While on the subject of bronze bushes; maybe you can help with identifying this. When I made my wobbler on my first attempt at the cylinder I grabbed two bits of stock and machined them up and soldered them together. You can see that they are both different materials. The plate is definitely brass, is the cylinder bronze? If it is I already have some and can start the new bushes straight away






I eventually cocked this up to; so the final cylinder ended up being in brass.


----------



## Blogwitch (Mar 16, 2010)

DT,

It is very difficult to tell with the heat sheen on them. The darker one could just be caused by it not reaching the same temp as the flat plate.

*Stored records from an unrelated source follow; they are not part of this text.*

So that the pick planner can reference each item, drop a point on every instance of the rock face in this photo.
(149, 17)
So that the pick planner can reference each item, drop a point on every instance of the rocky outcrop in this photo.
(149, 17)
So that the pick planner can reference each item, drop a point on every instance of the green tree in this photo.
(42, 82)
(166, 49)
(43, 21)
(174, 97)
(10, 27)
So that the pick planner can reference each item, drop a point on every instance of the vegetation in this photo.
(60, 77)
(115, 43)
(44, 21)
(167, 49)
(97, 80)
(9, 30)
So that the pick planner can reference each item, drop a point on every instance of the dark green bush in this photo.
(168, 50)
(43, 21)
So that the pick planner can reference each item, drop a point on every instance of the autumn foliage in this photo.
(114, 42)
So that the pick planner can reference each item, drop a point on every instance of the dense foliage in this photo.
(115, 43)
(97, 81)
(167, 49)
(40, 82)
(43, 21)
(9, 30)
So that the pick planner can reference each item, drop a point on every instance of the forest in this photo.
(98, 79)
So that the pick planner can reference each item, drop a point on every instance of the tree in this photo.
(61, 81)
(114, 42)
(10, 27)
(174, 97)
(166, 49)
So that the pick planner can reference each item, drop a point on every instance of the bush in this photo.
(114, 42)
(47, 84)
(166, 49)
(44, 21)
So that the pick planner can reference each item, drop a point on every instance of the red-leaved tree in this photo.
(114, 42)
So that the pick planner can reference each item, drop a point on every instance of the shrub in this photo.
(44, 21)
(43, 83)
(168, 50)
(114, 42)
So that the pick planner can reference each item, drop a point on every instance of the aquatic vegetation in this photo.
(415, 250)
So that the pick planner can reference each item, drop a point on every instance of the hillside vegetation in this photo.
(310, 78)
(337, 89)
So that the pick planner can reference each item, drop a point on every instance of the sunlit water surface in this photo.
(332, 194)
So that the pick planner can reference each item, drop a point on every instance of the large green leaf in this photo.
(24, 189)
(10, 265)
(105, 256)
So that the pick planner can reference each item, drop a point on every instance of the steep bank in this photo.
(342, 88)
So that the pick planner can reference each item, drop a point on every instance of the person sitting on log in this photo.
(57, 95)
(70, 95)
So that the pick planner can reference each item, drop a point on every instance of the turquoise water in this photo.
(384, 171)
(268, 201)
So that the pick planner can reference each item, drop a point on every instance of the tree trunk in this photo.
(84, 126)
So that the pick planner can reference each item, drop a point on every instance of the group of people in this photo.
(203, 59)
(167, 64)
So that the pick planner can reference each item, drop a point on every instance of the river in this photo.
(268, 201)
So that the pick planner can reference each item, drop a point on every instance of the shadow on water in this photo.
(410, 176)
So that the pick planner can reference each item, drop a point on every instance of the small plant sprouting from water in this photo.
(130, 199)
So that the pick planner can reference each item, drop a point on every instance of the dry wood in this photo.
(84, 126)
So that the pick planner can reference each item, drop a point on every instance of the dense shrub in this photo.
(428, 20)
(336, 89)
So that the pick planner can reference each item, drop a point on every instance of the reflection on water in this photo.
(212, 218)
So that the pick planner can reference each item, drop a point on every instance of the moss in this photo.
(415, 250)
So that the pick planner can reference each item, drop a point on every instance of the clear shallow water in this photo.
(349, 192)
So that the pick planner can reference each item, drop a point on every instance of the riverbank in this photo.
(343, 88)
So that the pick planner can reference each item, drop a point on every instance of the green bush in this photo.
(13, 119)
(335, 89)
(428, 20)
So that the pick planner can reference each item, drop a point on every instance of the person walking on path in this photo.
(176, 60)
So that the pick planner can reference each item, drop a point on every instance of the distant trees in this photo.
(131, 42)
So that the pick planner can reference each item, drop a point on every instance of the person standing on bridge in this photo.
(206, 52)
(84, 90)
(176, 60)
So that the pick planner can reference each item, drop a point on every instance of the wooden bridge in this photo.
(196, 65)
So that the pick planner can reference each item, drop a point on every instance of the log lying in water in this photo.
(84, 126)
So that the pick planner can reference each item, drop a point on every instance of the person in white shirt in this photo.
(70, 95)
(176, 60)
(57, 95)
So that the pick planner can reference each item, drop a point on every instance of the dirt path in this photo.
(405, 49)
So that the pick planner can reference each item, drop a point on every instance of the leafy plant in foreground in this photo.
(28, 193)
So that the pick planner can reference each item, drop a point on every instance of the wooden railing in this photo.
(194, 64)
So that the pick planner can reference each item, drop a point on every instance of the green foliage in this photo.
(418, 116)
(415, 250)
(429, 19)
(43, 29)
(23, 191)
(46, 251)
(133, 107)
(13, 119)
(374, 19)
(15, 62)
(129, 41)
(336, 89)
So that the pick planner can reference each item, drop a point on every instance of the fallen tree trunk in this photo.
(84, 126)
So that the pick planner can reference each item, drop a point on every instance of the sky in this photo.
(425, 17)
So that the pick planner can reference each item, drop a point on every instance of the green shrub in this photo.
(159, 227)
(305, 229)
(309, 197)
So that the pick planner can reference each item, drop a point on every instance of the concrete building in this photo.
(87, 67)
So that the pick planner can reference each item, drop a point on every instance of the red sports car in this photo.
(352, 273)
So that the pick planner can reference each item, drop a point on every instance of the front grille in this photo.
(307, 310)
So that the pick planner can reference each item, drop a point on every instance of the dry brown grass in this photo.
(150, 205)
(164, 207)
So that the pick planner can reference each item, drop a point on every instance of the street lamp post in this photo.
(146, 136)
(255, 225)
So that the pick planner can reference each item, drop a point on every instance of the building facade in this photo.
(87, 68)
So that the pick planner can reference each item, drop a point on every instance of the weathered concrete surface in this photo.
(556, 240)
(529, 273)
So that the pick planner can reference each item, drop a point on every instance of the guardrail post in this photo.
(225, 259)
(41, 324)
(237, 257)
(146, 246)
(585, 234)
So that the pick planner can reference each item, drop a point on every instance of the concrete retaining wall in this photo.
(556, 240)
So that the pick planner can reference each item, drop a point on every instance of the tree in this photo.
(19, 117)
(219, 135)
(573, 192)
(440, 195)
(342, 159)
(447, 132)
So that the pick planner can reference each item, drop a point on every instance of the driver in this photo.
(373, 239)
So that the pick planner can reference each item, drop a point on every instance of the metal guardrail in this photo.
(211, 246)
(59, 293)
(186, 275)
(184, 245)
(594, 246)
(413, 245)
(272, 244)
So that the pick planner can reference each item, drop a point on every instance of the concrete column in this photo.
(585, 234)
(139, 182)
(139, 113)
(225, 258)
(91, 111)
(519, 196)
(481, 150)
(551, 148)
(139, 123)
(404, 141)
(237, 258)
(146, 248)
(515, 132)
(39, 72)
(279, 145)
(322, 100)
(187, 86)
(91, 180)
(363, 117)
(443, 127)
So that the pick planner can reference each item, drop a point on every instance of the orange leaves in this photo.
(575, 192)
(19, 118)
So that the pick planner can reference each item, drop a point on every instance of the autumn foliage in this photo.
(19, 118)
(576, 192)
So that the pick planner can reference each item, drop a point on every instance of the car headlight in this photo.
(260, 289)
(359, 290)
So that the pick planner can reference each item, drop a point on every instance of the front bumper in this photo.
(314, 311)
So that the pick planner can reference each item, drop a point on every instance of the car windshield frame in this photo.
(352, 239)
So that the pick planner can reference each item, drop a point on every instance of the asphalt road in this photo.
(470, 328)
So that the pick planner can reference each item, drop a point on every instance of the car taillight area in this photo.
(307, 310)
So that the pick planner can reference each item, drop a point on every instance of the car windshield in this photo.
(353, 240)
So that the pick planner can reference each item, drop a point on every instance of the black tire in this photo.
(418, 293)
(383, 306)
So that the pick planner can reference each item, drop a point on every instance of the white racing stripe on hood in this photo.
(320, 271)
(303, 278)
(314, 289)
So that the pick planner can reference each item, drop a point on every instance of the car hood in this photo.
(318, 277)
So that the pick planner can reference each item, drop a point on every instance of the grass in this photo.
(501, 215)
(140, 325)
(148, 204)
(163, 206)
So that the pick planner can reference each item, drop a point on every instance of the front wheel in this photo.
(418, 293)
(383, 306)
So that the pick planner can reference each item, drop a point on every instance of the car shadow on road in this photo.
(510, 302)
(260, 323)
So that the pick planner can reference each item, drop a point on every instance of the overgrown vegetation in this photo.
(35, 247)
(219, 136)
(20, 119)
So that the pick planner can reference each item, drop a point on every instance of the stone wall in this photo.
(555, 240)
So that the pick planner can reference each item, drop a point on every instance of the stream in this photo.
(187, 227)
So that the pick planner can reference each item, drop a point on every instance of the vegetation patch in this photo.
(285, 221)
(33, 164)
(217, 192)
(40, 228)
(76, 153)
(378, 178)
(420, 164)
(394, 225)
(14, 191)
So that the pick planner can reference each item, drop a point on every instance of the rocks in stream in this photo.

When you come to checking between bronze and brass there are a couple of easy (but not infallible) checks. All because the brass/bronze alloys can run into each other and there are most probably hundreds of different recipes for each alloy, depending what properties are required from the final product.

Normally bronze will have a slightly redder hue than brass. The drill test is usually a good one. When brass is drilled or machined, the swarf normally comes off as either fine dust or very sharp needles, whereas bronze will tend to come off as a curl.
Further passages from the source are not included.